Yano Kenzo (13 September 1896 – 19 Februari 1981) adalah seorang birokrat Jepang yang mengabdi untuk kepolisian dan Angkatan Darat Kekaisaran Jepang. Ia menjabat sebagai Gubernur Prefektur Toyama dari 1938 hingga 1941. Sebelumnya, ia sempat menduduki beberapa jabatan di Prefektur Kyoto, Chiba, Aomori, dan Okayama.

Yano Kenzo

Sebagai birokrat, karier Yano terentang sejak 1921. Pada 1 Agustus 1942, ia ditugaskan sebagai Gubernur Sumatera Barat, yang ketika itu diduduki oleh Jepang. Namun, karena sikapnya yang menentang kebijakan Jepang di daerah pendudukan, ia memilih mengundurkan diri pada akhir Maret 1944 sekaligus mengakhiri kariernya sebagai birokrat.

Karier

Yano Kanzo berasal dari keluarga Osaka, putra ketiga dari Yabou Risaburo. Setelah menamatkan kuliahnya di Fakultas Hukum Universitas Kansai pada 1919, ia bekerja di Taiheiyo Cement. Pada Oktober 1920, ia lulus Ujian Pegawai Sipil. Pada 1921, ia ditempatkan sebagai pegawai di Biro Sosial, Kementerian Dalam Negeri Jepang. Setelah itu, ia berpindah-pindah menduduki beberapa jabatan birokrasi dan kepolisian di Prefektur Kyoto, Chiba, Aomori, dan Okayama.

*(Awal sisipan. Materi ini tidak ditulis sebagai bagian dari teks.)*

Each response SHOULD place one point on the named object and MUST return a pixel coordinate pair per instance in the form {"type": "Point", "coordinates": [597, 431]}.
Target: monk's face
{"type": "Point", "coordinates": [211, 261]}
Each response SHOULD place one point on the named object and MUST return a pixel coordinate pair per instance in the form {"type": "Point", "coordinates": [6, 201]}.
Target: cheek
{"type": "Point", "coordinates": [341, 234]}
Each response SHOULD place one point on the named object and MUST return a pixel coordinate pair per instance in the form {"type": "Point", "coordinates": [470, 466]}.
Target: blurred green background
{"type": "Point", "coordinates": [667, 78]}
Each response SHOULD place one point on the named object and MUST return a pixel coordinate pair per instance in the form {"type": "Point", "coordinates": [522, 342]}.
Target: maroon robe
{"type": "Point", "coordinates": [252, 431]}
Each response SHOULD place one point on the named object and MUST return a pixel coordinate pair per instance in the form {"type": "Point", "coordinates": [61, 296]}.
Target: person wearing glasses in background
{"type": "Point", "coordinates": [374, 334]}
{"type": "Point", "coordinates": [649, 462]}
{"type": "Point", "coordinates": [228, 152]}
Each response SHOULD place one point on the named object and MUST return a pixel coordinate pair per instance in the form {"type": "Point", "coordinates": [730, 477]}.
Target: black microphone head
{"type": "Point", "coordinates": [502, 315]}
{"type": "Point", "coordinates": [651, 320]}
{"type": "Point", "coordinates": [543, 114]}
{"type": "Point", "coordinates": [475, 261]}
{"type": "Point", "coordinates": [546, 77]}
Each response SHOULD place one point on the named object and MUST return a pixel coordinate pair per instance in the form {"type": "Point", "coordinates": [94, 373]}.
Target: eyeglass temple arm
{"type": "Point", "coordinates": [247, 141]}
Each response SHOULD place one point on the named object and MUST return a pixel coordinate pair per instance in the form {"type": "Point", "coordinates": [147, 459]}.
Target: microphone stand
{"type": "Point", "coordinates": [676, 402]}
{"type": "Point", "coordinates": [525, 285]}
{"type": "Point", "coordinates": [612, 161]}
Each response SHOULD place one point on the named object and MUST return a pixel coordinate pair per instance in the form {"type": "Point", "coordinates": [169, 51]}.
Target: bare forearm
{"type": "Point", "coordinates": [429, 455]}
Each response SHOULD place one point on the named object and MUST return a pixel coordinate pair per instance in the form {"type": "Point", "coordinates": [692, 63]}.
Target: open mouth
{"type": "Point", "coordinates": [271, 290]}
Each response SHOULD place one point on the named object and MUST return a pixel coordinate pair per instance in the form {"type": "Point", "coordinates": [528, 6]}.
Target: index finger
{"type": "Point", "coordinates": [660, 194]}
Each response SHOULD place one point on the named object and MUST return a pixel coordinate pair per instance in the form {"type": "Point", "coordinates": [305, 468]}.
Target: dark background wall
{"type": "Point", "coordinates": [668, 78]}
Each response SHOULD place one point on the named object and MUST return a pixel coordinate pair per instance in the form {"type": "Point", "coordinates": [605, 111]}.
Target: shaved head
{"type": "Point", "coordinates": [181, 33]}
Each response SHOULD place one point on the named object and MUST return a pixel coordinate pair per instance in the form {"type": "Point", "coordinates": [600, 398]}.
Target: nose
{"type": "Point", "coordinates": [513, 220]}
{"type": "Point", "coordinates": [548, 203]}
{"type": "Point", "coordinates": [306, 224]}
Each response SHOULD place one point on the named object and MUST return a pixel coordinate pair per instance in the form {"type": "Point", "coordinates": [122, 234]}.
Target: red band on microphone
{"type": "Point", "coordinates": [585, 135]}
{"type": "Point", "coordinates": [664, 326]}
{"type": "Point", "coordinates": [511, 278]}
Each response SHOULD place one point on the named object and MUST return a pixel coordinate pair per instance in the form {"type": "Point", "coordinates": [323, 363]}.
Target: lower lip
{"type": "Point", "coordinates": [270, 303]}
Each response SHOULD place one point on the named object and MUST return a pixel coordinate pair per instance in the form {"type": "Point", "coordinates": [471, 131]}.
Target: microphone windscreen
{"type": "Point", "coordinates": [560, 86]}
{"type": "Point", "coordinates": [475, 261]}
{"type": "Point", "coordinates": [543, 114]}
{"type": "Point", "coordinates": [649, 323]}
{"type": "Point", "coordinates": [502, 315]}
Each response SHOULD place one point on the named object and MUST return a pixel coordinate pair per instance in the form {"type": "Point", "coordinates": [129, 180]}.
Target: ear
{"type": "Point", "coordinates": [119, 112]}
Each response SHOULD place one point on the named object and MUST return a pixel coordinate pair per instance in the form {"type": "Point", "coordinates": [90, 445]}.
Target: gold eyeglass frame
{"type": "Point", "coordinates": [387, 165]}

Pada April 1938, ia diangkat sebagai Gubernur Prefektur Toyama. Namun, ia mengundurkan diri pada Januari 1941.[1]

Gubernur Sumatera Barat

Berkas:Yano Kenzo.jpeg
Yano Kenzo dalam balutan busana tradisional Minangkabau

Pada 1 Agustus 1942, Yano ditunjuk oleh Angkatan Darat Kekaisaran Jepang sebagai Gubernur Sumatera Barat, ketika daerah itu berada di bawah kekuasaan Angkatan Darat Divisi ke-25. Ia menjadi satu-satunya pemimpin sipil yang ada di daerah pendudukan Jepang di Indonesia (daerah lainnya dipimpin oleh panglima militer setempat).[2] Yano menjabat sebagai gubernur hingga tanggal 1 April 1944. Melalui kebudayaan, Yano Kenzo melakukan pendekatan terhadap penduduk Minangkabau.[1] Ia bersimpati pada aspirasi rakyat untuk merdeka dan menentang kebijakan pemerintah pendudukan yang tidak sesuai dengan pandangannya. Akan tetapi, karena perbedaan sikapnya, ia mengundurkan diri pada akhir Maret 1944.[3]

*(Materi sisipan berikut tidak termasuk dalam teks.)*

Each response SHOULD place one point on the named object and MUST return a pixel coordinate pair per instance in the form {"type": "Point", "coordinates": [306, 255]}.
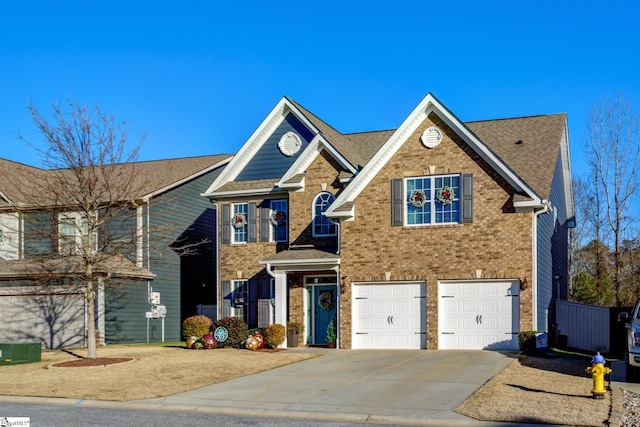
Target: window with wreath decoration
{"type": "Point", "coordinates": [326, 301]}
{"type": "Point", "coordinates": [278, 220]}
{"type": "Point", "coordinates": [239, 222]}
{"type": "Point", "coordinates": [322, 226]}
{"type": "Point", "coordinates": [432, 200]}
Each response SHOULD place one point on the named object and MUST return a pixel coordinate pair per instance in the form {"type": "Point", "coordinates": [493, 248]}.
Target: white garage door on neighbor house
{"type": "Point", "coordinates": [389, 316]}
{"type": "Point", "coordinates": [480, 315]}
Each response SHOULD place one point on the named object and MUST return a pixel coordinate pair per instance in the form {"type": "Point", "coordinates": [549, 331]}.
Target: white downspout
{"type": "Point", "coordinates": [534, 279]}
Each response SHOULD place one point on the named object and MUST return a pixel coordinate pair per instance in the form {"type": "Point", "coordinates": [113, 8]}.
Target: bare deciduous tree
{"type": "Point", "coordinates": [88, 186]}
{"type": "Point", "coordinates": [613, 156]}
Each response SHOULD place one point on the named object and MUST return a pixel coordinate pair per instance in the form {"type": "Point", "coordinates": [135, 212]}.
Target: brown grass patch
{"type": "Point", "coordinates": [540, 390]}
{"type": "Point", "coordinates": [156, 372]}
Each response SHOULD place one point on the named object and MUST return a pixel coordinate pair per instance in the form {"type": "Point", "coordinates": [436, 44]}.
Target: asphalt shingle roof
{"type": "Point", "coordinates": [533, 159]}
{"type": "Point", "coordinates": [21, 184]}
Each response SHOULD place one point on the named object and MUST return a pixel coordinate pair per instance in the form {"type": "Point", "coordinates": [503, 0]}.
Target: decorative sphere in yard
{"type": "Point", "coordinates": [209, 341]}
{"type": "Point", "coordinates": [251, 343]}
{"type": "Point", "coordinates": [260, 338]}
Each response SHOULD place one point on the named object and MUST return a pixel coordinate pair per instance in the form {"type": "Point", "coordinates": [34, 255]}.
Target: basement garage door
{"type": "Point", "coordinates": [57, 321]}
{"type": "Point", "coordinates": [482, 315]}
{"type": "Point", "coordinates": [389, 316]}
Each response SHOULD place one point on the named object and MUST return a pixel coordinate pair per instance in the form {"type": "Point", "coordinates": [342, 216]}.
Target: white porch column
{"type": "Point", "coordinates": [281, 301]}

Salah satu peninggalan Yano saat menjabat adalah Kerukunan Minangkabau (Gui Gan), badan yang diinisiasi untuk mengkonsolidasi kekuatan para elite Minangkabau.[4][a] Keanggotaannya terdiri ulama, politisi, pemimpin adat, dan akademisi. Mereka mengadakan pertemuan secara teratur di kediaman gubernur dan bertindak sebagai dewan penasihat informal bagi gubernur.[1] Sejarawan Gusti Asnan mencatat Kerukunan Minangkabau sebagai bentuk awal Dewan Perwakilan Rakyat (DPR), yang kelak dibentuk oleh pemerintahan pendudukan di setiap shu atau provinsi Indonesia.

Setelah tidak menjabat gubernur dan kembali ke negara asalnya, Yano bekerja sebagai auditor untuk perusahaan Nagata Seiki. Ia menuliskan pandangannya saat menjadi gubernur dalam sebuah artikel pada 1967.

Catatan kaki

Keterangan
  1. ^ Kerukunan Minangkabau didirikan oleh Yano pada 1 Oktober 1942.
Rujukan
  1. ^ a b c Kahin 2005, hlm. 142.
  2. ^ Bahar 2015, hlm. 110.
  3. ^ Kahin 2005, hlm. 144.
  4. ^ Nino 2013, hlm. 56.
Daftar pustaka
  • Kahin, Audrey Richey (2005). Dari Pemberontakan ke Integrasi: Sumatera Barat dan Politik Indonesia, 1926–1998. Yayasan Obor Indonesia. ISBN 979-461-519-6. 
  • Nino, Oktorino (2013). Ensiklopedia Pendudukan Jepang di Indonesia. Jakarta: Elex Media Komputindo. 
  • Bahar, Saafroedin (2015). Etnik, Elite dan Integrasi Nasiona. Yogyakarta: GRE Publishing. ISBN 978-602-7677-56-2.